Maintains exponentially-weighted running estimates of the value-target mean and mean-of-squares, with debiasing (so the early-training estimates are unbiased even before the EMA has had time to wash out the zero initialisation). Equivalent to the value-normaliser used by the reference MAPPO implementation.

Keyword Arguments:
  • shape – per-element shape of the value tensor (everything except the leading batch / time / agent dims that get reduced). Defaults to 1.

  • beta – exponential decay for the running stats. Higher = slower adaptation. Defaults to 0.99999 (the MAPPO default).

  • epsilon – numerical stabiliser added to the running variance and used as a floor for the debiasing term.
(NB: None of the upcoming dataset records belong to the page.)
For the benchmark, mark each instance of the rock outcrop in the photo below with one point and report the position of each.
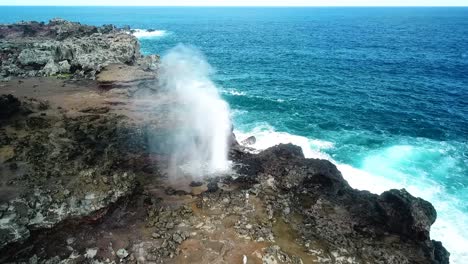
(79, 182)
(350, 226)
(61, 47)
(56, 167)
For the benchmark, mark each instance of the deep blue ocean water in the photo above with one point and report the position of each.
(381, 92)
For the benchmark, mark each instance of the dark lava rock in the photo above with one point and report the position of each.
(9, 105)
(249, 141)
(389, 228)
(408, 215)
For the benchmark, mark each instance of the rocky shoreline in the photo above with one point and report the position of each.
(79, 183)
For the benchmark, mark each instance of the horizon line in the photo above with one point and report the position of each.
(235, 6)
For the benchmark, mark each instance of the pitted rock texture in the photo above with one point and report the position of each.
(56, 167)
(62, 48)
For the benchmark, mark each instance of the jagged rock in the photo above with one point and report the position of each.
(36, 49)
(408, 215)
(389, 228)
(249, 141)
(9, 105)
(122, 253)
(60, 159)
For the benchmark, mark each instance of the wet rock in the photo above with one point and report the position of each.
(408, 215)
(122, 253)
(38, 49)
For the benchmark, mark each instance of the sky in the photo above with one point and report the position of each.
(239, 2)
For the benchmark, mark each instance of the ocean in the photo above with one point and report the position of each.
(380, 92)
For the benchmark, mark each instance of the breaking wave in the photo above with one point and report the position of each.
(144, 33)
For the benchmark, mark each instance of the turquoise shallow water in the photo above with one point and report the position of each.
(382, 92)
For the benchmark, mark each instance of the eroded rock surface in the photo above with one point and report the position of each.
(80, 183)
(63, 48)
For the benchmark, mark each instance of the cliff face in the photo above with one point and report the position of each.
(79, 184)
(61, 47)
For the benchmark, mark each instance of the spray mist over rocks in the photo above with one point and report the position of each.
(200, 142)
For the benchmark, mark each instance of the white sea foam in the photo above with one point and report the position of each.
(382, 171)
(143, 33)
(233, 92)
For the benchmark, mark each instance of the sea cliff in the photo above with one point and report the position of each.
(80, 184)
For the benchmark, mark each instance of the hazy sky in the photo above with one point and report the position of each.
(242, 2)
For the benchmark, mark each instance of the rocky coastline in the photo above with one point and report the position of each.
(79, 183)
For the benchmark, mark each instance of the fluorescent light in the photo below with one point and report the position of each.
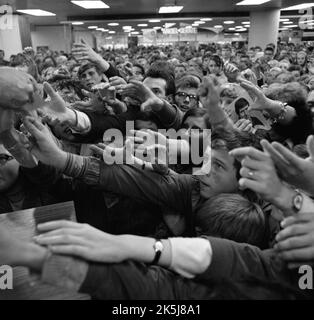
(170, 9)
(37, 12)
(95, 4)
(251, 2)
(299, 6)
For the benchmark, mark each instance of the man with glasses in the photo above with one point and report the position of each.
(186, 93)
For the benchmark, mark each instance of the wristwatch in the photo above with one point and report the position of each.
(158, 248)
(297, 201)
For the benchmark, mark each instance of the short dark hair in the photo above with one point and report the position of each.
(86, 67)
(160, 70)
(233, 217)
(231, 139)
(188, 81)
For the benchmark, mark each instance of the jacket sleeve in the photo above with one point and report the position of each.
(237, 261)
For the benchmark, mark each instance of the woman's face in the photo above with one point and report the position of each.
(9, 169)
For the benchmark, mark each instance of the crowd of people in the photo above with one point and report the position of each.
(116, 132)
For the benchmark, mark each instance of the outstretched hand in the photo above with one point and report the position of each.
(56, 107)
(293, 169)
(44, 147)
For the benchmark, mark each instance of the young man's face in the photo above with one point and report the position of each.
(186, 98)
(244, 63)
(205, 63)
(157, 85)
(138, 75)
(300, 59)
(222, 177)
(91, 77)
(213, 68)
(9, 169)
(226, 53)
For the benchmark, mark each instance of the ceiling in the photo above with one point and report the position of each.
(134, 12)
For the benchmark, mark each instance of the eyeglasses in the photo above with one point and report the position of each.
(4, 158)
(182, 95)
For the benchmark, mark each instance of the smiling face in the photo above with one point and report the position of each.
(222, 177)
(301, 57)
(157, 85)
(186, 98)
(9, 169)
(213, 68)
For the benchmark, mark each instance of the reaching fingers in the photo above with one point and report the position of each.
(33, 126)
(72, 250)
(49, 90)
(293, 230)
(250, 152)
(52, 225)
(293, 243)
(302, 254)
(310, 146)
(96, 150)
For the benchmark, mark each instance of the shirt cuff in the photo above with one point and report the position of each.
(66, 272)
(85, 168)
(190, 256)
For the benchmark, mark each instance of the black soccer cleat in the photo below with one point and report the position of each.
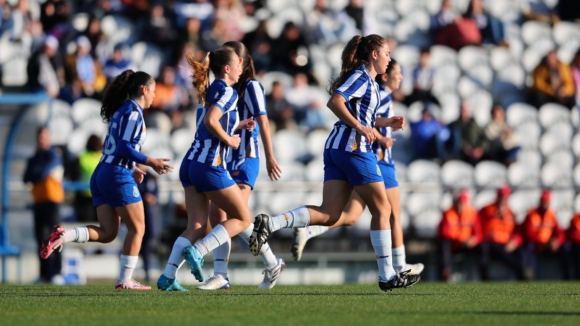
(260, 234)
(401, 280)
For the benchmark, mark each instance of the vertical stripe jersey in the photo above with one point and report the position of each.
(125, 137)
(362, 100)
(252, 105)
(385, 110)
(207, 148)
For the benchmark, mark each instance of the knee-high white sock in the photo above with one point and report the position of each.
(221, 257)
(381, 241)
(218, 236)
(268, 257)
(399, 258)
(128, 264)
(175, 259)
(315, 230)
(79, 235)
(296, 218)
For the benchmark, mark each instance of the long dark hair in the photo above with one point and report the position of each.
(248, 72)
(213, 61)
(355, 52)
(127, 85)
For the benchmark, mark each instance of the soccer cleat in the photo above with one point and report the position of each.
(131, 285)
(271, 275)
(54, 242)
(169, 284)
(195, 262)
(401, 280)
(260, 234)
(216, 282)
(299, 238)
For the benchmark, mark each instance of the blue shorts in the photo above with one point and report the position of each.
(113, 185)
(358, 168)
(204, 177)
(245, 170)
(389, 175)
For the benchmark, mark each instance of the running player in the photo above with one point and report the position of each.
(349, 161)
(244, 165)
(114, 181)
(388, 82)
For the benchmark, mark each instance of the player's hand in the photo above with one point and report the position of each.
(138, 175)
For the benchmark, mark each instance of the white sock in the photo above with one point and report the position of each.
(221, 257)
(175, 258)
(79, 235)
(315, 230)
(268, 257)
(128, 264)
(296, 218)
(399, 259)
(218, 236)
(381, 241)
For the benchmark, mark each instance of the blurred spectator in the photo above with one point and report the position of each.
(431, 138)
(553, 83)
(541, 234)
(45, 69)
(423, 76)
(307, 106)
(83, 71)
(572, 250)
(279, 109)
(503, 142)
(500, 236)
(45, 170)
(83, 168)
(459, 232)
(470, 136)
(490, 28)
(117, 63)
(168, 96)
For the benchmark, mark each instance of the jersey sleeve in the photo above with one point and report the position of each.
(255, 98)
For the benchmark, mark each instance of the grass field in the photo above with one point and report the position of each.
(542, 303)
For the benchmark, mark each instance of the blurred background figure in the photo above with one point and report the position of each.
(459, 232)
(500, 236)
(44, 171)
(541, 234)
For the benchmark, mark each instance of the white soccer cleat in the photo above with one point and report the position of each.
(299, 238)
(216, 282)
(271, 275)
(415, 269)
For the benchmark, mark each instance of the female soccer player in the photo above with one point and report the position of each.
(388, 82)
(243, 166)
(114, 181)
(349, 161)
(203, 172)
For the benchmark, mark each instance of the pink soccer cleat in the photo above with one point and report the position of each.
(131, 285)
(54, 242)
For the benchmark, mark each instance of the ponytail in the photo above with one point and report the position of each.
(355, 53)
(127, 85)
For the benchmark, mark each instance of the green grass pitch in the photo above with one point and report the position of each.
(541, 303)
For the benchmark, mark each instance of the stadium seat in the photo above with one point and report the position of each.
(490, 174)
(457, 174)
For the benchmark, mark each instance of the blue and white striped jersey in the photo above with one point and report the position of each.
(385, 110)
(253, 104)
(207, 148)
(126, 136)
(362, 100)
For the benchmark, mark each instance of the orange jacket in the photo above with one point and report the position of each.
(541, 229)
(498, 228)
(460, 228)
(574, 229)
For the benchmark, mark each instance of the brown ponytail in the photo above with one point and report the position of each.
(355, 53)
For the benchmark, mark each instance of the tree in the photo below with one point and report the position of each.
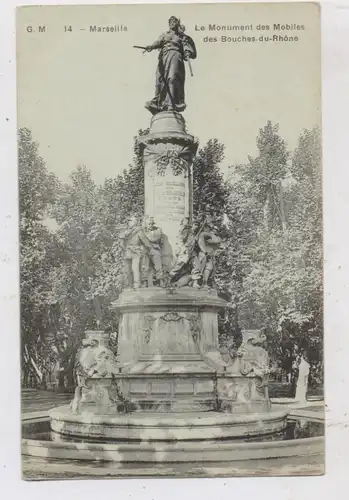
(278, 257)
(37, 189)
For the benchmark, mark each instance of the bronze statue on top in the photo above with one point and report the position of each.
(175, 48)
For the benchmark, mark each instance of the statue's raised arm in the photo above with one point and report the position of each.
(175, 47)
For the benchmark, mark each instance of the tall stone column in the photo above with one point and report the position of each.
(168, 153)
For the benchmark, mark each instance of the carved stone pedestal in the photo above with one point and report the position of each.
(162, 335)
(168, 152)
Defaults to 1e-5.

  • device – device for the running-stats buffers.

Example

>>> vn = PopArtValueNorm(shape=1)
>>> target = torch.randn(64, 1) * 5.0 + 2.0    # mean 2, std 5
>>> for _ in range(100):
...     vn.update(target)
>>> normed = vn.normalize(target)              # ~ N(0, 1)
>>> recovered = vn.denormalize(normed)         # back to real scale
denormalize(normalised_value: Tensor) Tensor[source]#

Inverse of normalize() — recover real-scale values.

normalize(value_target: Tensor) Tensor[source]#

Standardise value_target using the current running stats.

update(value_target: Tensor) None[source]#

Fold a batch of value targets into the running stats.